The 16th seeds courtesy Ruman Shana’s 662 and Diya Siddique’s 635, Bangladesh was given a women’s universality invitation to these Games, upgrading their single men’s quota, which is what allowed the country to compete in this pairs event.

No matter how they got here – the partnership beat experienced duos from Canada, Malaysia, Brazil and Moldova, among others, to book a ticket in the eliminations, where they will face the favourites in the first round.

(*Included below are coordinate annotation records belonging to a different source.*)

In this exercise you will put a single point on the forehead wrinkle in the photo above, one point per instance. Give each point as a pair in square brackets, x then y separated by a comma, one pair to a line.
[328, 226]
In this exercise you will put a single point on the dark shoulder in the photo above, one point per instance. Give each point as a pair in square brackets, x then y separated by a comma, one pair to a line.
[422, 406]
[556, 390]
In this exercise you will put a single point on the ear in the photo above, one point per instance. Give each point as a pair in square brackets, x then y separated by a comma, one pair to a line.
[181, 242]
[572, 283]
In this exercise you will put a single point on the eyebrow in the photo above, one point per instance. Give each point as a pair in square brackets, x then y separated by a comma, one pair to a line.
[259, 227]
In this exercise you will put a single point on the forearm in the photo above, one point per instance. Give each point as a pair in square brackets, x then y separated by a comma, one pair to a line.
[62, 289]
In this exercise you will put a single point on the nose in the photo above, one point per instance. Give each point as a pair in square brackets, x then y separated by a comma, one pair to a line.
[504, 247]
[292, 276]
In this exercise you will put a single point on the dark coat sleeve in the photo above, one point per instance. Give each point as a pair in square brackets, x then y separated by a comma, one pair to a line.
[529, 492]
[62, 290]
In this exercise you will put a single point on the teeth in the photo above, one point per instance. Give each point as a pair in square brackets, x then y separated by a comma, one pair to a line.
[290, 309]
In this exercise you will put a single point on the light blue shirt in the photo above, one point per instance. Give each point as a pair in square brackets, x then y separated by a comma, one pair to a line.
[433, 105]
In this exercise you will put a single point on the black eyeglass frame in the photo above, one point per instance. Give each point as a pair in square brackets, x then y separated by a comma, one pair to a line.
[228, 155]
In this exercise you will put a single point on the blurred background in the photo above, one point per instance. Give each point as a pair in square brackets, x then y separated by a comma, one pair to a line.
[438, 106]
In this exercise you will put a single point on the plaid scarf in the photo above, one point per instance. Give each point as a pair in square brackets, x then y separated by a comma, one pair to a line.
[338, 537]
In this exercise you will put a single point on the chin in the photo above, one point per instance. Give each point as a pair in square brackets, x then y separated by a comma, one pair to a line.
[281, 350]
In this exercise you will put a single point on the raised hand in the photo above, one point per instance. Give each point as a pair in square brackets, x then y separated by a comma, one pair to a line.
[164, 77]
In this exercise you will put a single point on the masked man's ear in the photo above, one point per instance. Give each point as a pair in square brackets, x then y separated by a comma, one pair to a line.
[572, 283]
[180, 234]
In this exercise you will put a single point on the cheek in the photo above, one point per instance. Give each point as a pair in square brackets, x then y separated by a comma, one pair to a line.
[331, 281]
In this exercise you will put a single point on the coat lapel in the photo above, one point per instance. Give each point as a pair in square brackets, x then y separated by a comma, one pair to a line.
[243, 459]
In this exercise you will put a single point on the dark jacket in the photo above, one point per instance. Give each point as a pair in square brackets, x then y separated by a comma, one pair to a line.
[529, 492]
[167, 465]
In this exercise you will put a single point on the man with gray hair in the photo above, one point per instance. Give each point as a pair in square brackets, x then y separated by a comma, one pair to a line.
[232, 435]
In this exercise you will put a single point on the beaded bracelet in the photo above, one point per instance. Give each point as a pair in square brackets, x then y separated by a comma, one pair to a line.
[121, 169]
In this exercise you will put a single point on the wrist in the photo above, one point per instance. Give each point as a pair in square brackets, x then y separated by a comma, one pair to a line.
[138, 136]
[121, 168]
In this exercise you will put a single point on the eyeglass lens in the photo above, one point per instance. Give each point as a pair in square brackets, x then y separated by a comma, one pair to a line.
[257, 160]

“This is really amazing and a happy moment. At first, we were thinking it would be too hard for us. Finally, we’re in the 16th position, and it’s really awesome. We’re feeling so excited and so happy,” said Shana, the individual bronze medallist at the last world championships.

“We’re not worried about Korea. We’ll shoot normally and see what happens in the match.”

Mixed teams are ranked on the combined total of their highest-scoring man and highest-scoring woman.

The qualified nations had until one hour after the end of the men’s ranking round to make changes to their line-up for matchplay. Only two squads chose to make a switch.

China swapped out Yang Xiaolei for Wu Jiaxin and Li Jialun for Wang Dapeng.

France replaced 36th individual seed Pierre Plihon with 57th-ranked Jean-Charles Valladont to partner with reigning European Champion Lisa Barbelin. The line-up was, apparently, decided weeks ago – but it remains a bold decision, given that had Valladont’s qualifying score (640) been used rather than that of Plihon (653), the French pair would have missed the cut and been eliminated.

The mixed team event is making its Olympic debut at Tokyo 2020, bringing the total number of available archery medals to five.

Korea’s An San and Kim Je Deok, two young debutants at the Games, claimed the number one seed, having both topped the individual men’s and women’s qualifying rounds.